For acute toxicity test of the silymarin preparation prepared according to the example, male rats (220-240 g) were orally administered 1% carboxymethylcellulose sodium suspension. Dosages are as follows for each experimental group. Group 1: 4,878 mg / kg (1000 mg / kg silyb, n = 5), group 2: 7,317 mg / kg (1,500 mg / kg silly, n = 5), group 3: 9,756 mg / kg (Silicin 2,000 mg / kg, n = 5), Group 4: 12,195 mg / kg (Sillibin 2,500 mg / kg, n = 5), Group 5: 14,634 mg / kg (Sillibin 3,000 mg / kg, n = 5). All groups were observed for 1 week, body weight was measured, and autopsy was observed on the last day of the experiment to observe changes in organs. In the first and second groups, no lethal or toxic effects of the experimental animals were found, but in the third, fourth, and fifth groups, which were overdose 9,756 mg / kg, the mortality rate increased. Various toxic effects such as temporary weight loss, exercise loss, and meal loss were observed. Therefore, the highest nontoxic dose is 7,317 mg / kg in group 2 and the lowest toxic expression dose is 9,756 mg / kg in group 4. LD ₅₀ was higher than 9,756 mg / kg (silinine 2,000 mg / kg), which did not increase the toxicity compared to the conventional formulation and was considered safe for oral administration.

Formulation Examples 1 to 4 Preparation of Silymarin-Containing Capsule

1) 150 mg of silymarin (content 80.0 or more, containing 41.8% of silybin)

Tromethamine 150mg

Poloxamer 407 7.5mg

Magnesium stearate

Talc appropriate amount

2) 150 mg of silymarin (content 80.0 or more, silybin 41.8%)

Tromethamine 150mg

Polysorbate 80 7.5mg

Magnesium stearate

Talc appropriate amount

3) Silymarin (content 80.0 or more, silybin 41.8%) 150 mg

Tromethamine 150mg

Sodium lauryl sulfate 0.3mg

Magnesium stearate

Talc appropriate amount

4) 150 mg of silicide (content 92.4%)

Tromethamine 150mg

Sodium lauryl sulfate 0.3mg

Magnesium stearate

Talc appropriate amount

The above components are mixed by a conventional method for producing a capsule, and then filled into a gelatin hard capsule to prepare a capsule.

As described above and as can be seen through the examples, the present invention improves water solubility and improves bioavailability than conventional formulations by properly adding and preparing tromethamine and poloxamer 407 which safely promotes absorption in the body to poorly soluble silymarin.
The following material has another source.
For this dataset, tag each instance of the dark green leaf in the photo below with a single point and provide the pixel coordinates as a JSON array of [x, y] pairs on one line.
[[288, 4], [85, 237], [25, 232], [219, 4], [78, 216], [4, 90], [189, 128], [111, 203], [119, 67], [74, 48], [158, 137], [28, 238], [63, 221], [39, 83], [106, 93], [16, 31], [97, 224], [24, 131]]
As a result, the dissolution rate was significantly improved compared to the conventional formulation, and the bioavailability was increased in the animal experiment model using rats. In addition, the acute toxicity test in rats did not increase the toxicity compared to the conventional formulation, and LD ₅₀ is more than 9,756mg / kg and is very safe.

Claims (5)

In order to increase the bioavailability of silymarin, a poorly water-soluble substance, tromethamine is mixed in a weight ratio of 1: 0.5 to 1: 2 with respect to silymarin as a body absorption accelerator, and the bioavailability increased silymarin preparation composition. 2. The silymarin formulation composition with increased bioavailability according to claim 1, wherein the mixing ratio of silymarin and tromethamine is 1: 1 by weight. The bioavailability according to claim 1 or 2, wherein the mixture is prepared by mixing 0.05-5% by weight of floxamer 407 in a mixture of silymarin and tromethamine, dissolving with 95% ethanol and drying under reduced pressure at 40 ° C or lower. This increased silymarin formulation composition. 4. The increased bioavailability silymarin formulation composition according to claim 3, wherein the sodium lauryl sulfate is mixed in an amount of 0.01-1.0% by weight instead of floxamer 407. 3. The silymarin formulation composition with increased bioavailability according to claim 1 or 2, wherein the formulation of the silymarin formulation is a hard capsule.